Sunday, May 31, 2015

Film Review -- The Age of Adaline

Directed by Lee Toland Krieger, the film stars Blake Lively, Harrison Ford, Michiel Huisman, and Ellen Burstyn. Adaline Bowman (Lively) was born in 1908, but after a car accident in 1929, she inexplicably stops aging. By 2014, Adaline has settled into a reclusive routine where she changes her identity every decade to avoid detection. Pressured by her elderly daughter, Flemming (Burstyn), to find some companionship, Adaline agrees to go out with self-made billionaire Ellis Jones (Huisman), who sweeps her off her feet.
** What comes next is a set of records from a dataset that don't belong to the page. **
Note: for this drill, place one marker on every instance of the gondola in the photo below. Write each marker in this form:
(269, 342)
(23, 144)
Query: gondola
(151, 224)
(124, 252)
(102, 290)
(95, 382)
One weekend, they travel to Ellis's parents' house for their fortieth anniversary celebration, Adaline comes face-to-face with someone important from her past, which threatens to reveal the secret she's desperately been trying to keep for decades. I went into the theatre with minimal expectations, and the film was exactly what I thought it would be: a rather silly entry into the time-bending genre that did not deliver the emotional depth it thought it did.  For me, the worst part was that the filmmakers completely copped out of trying to explain why Adaline stopped aging - the excuse in the film was that the reason "would only be discovered in 2035." I thought that was incredibly lazy and sloppy of them to take the easy way out. And if one made the argument that the science behind it wasn't the point of the film - that the point was the romance - well, the love story wasn't very captivating, either, because it was difficult to become invested in either of the leads (an incestuous element also makes it a little creepy). The film, while lackluster, is entertaining as a popcorn flick, but you have to be willing to ignore all of its faults to not be frustrated by it.